Tom Metcalfe
- Full name: Thomas Charles Metcalfe
- Date of birth: 13 May 1909
- Place of birth: Invercargill, New Zealand
- Date of death: 26 May 1969 (aged 60)
- Place of death: Dunedin, New Zealand
- Height: 1.80 m (5 ft 11 in)
- Weight: 87 kg (192 lb)

Rugby union career
- Position(s): Loose forward

International career
- Years: Team / Apps / (Points)
- 1931–32: New Zealand / 2 / (0)

= Tom Metcalfe =

Thomas Charles Metcalfe (13 May 1909 — 26 May 1969) was a New Zealand rugby union international.

Born in Invercargill, Metcalfe played with the city's Pirates club and made a total of 63 appearances for Southland in representative rugby.

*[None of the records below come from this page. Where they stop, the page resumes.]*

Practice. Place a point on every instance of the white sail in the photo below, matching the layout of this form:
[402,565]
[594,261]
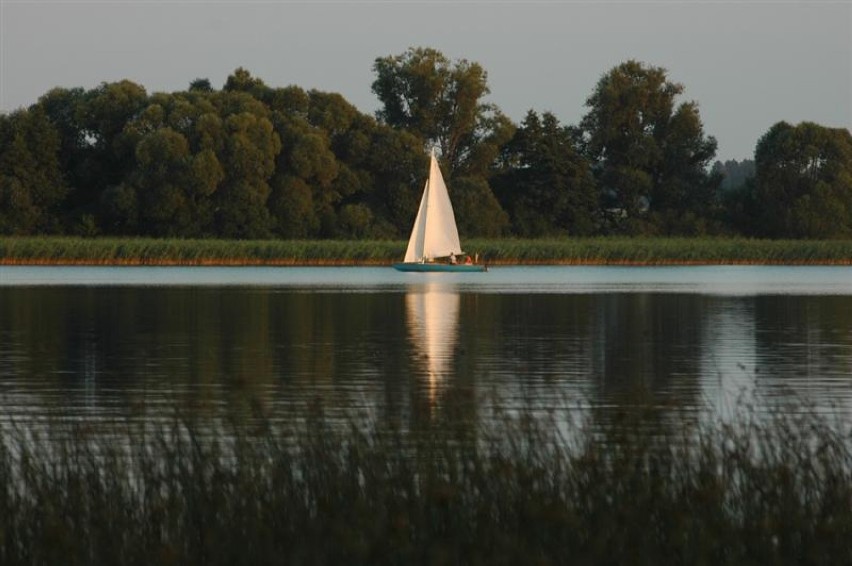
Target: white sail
[434,233]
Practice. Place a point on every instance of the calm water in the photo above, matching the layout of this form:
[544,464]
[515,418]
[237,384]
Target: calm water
[105,343]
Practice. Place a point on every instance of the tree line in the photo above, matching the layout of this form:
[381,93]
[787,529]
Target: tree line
[253,161]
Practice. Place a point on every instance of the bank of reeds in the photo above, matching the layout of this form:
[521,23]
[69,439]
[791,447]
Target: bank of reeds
[578,251]
[776,491]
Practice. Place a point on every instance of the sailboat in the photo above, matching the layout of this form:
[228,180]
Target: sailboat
[434,243]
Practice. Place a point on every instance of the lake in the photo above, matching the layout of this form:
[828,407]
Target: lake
[104,343]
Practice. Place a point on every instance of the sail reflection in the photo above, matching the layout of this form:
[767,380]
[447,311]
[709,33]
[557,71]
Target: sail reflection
[432,313]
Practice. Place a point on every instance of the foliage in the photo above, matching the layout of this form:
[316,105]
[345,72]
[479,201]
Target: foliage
[803,183]
[544,183]
[441,102]
[254,161]
[501,251]
[31,182]
[651,157]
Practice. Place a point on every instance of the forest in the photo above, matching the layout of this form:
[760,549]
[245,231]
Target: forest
[249,161]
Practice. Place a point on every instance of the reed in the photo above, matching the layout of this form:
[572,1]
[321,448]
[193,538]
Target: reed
[579,251]
[756,491]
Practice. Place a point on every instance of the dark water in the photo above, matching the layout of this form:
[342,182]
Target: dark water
[104,343]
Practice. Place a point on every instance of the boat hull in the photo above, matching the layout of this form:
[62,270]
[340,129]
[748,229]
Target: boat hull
[439,267]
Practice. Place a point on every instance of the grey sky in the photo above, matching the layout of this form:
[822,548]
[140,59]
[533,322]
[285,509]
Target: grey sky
[748,64]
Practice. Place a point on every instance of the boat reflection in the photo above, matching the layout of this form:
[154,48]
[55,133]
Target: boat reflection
[432,314]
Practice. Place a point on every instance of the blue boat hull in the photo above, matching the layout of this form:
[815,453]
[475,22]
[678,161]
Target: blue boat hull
[439,267]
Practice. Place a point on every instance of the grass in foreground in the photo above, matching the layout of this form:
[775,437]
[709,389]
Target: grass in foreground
[779,492]
[142,251]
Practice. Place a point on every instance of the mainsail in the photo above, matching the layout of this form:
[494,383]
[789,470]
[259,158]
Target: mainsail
[435,233]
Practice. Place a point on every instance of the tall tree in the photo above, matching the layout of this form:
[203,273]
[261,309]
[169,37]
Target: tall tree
[31,183]
[423,92]
[546,185]
[803,182]
[647,152]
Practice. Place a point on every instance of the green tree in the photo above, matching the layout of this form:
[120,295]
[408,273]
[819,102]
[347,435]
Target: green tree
[545,183]
[31,182]
[422,92]
[648,154]
[248,160]
[803,182]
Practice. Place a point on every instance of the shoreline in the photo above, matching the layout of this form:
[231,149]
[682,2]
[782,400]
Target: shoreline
[615,251]
[293,262]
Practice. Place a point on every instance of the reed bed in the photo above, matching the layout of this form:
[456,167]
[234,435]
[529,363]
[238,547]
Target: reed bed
[567,251]
[756,491]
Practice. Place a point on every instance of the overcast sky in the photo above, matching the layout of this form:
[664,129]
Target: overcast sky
[748,64]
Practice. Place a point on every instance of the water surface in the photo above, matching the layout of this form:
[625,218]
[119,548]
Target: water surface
[137,342]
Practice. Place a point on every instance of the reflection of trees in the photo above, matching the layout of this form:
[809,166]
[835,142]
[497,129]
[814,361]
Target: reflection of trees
[113,350]
[803,348]
[648,351]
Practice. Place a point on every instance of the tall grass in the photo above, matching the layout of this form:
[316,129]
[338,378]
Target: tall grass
[118,251]
[757,491]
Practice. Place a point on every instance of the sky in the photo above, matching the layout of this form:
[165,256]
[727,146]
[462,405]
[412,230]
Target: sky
[748,64]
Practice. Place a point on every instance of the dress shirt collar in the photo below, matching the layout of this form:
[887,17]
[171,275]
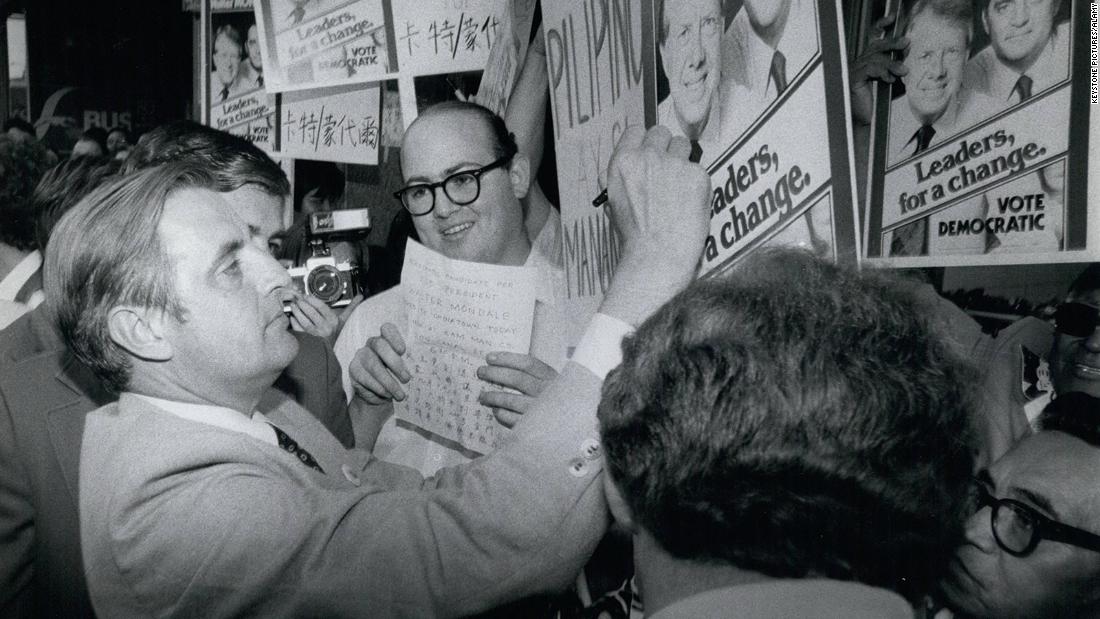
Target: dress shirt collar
[219,417]
[14,280]
[792,43]
[1048,69]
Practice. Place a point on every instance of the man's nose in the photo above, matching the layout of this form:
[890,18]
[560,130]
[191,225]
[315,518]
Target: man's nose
[270,275]
[979,530]
[444,207]
[1092,342]
[696,51]
[936,65]
[1020,13]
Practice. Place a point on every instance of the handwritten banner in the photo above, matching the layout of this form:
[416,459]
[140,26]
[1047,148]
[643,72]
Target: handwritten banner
[310,45]
[458,312]
[595,65]
[336,124]
[506,59]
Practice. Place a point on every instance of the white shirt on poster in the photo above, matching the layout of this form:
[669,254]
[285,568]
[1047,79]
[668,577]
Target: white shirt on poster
[747,84]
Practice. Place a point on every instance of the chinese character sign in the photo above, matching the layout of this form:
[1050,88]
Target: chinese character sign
[433,36]
[336,124]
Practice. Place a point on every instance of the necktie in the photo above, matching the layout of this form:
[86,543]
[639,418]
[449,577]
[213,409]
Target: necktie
[1023,88]
[779,72]
[294,449]
[923,137]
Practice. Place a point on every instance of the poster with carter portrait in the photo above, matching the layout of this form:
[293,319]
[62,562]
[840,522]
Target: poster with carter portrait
[758,89]
[979,154]
[237,99]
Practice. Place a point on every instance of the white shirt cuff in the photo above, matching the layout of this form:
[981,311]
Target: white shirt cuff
[601,349]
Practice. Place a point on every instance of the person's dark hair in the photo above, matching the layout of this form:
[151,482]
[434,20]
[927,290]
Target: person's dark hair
[233,161]
[96,134]
[662,22]
[795,419]
[1086,282]
[323,176]
[22,165]
[504,141]
[63,186]
[127,264]
[22,124]
[958,11]
[122,130]
[1076,413]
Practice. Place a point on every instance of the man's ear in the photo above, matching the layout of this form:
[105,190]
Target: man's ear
[519,172]
[140,331]
[615,501]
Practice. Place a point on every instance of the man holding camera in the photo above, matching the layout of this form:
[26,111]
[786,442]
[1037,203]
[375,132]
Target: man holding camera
[45,393]
[464,180]
[193,504]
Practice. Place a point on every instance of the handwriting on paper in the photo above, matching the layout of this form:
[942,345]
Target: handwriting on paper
[458,312]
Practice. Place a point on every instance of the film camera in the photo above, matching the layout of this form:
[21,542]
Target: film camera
[331,271]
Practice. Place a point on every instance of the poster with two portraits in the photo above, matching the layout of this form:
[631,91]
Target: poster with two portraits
[980,153]
[338,123]
[759,89]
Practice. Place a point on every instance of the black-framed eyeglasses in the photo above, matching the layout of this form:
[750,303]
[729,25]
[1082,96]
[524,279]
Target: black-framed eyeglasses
[1018,528]
[461,188]
[1075,319]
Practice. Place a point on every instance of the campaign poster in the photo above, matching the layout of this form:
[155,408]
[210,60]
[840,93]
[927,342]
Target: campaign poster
[595,64]
[758,88]
[340,123]
[315,43]
[980,154]
[506,58]
[238,101]
[437,36]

He was captain of the Southland team which defeated the touring Wallabies in 1931.

Metcalfe, a loose forward, was capped twice by the All Blacks during the early 1930s. He debuted in the back row against the Wallabies at Eden Park in 1931, which was the last occasion that the All Blacks packed a 2–3–2 scrum in a Test match. The following year, Metcalfe was on the tour of Australia, where he played in the 1st Test in Sydney.